Odd you should pick that one. The CPU control board -- 09810-66513 --
which contains the microcode, is the only logic board I've not had to
repair in a 98x0 machine.... Still, I am sure they can fail.
> There's also the point of actually knowing what your tools are telling you
> and how to make the best use of the tools. It's no use knowing in how to use
> an oscilloscope if you don't know how to interpret the information it's
> giving you.
Oh, absolutely. Good test equipment is useful, but it's not essential,
and it's not a substitute for knowing what you are doing. Many people
(not on this list I hasten to add) seem to think there's a magic box you
can connect to a brokent <foo> that will tell you exactly what's wrong
and how to fix it. Of course there isn't.
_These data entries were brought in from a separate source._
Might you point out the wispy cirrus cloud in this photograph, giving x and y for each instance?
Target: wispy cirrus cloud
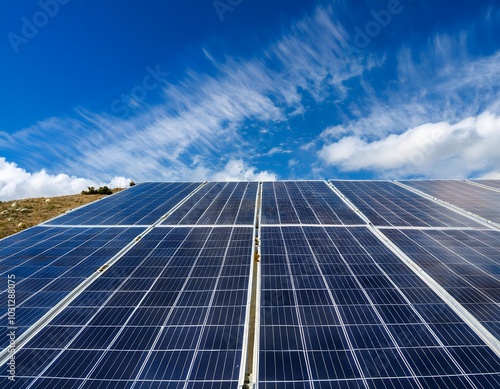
(195, 130)
(438, 119)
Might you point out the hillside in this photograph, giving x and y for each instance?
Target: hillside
(21, 214)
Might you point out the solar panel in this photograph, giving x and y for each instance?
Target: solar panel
(480, 201)
(332, 302)
(48, 263)
(465, 263)
(386, 204)
(142, 204)
(218, 203)
(338, 309)
(304, 202)
(170, 312)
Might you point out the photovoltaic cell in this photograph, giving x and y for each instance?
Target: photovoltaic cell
(386, 204)
(143, 204)
(48, 263)
(465, 263)
(218, 203)
(365, 319)
(170, 312)
(481, 201)
(337, 307)
(304, 202)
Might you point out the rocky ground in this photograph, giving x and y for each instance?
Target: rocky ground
(18, 215)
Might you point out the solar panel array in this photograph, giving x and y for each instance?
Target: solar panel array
(288, 284)
(480, 201)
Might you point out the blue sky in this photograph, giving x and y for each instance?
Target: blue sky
(102, 92)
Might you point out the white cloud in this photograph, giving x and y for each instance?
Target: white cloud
(469, 147)
(17, 183)
(277, 150)
(493, 175)
(237, 170)
(201, 114)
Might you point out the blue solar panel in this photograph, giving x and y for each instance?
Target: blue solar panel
(472, 198)
(48, 263)
(362, 321)
(386, 204)
(218, 204)
(304, 202)
(336, 307)
(180, 322)
(143, 204)
(465, 263)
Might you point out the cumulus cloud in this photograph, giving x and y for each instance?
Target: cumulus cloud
(17, 183)
(201, 113)
(466, 148)
(237, 170)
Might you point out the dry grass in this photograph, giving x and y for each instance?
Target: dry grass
(18, 215)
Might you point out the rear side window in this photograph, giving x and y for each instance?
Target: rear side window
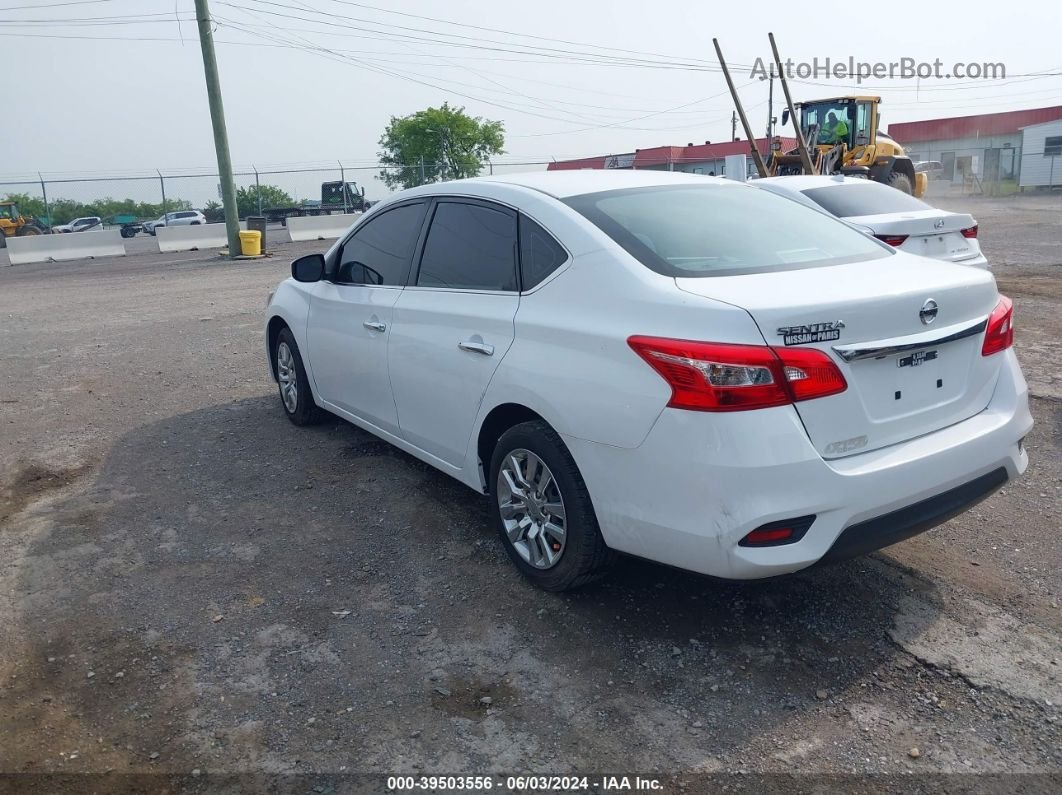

I've said this many times, but it's worth repeating. In order to repair
something, you should : Make measurements (and otherwise gather evidence
as to the problem); Think about what the measuements are telling you;
Then, and only then, replace anything.
It is often possible to get the evidence you need without fancy test
equipment. The person who moans 'I could fix this if only I had a logic
analyser (or storage 'scope, or...)' is probably wrong. Not because such
instruments are not useful, they are. But becasue even if he had them,
he'd not be able to interpret the display. If he had the skill to do
that, he could probably manage without the instruments.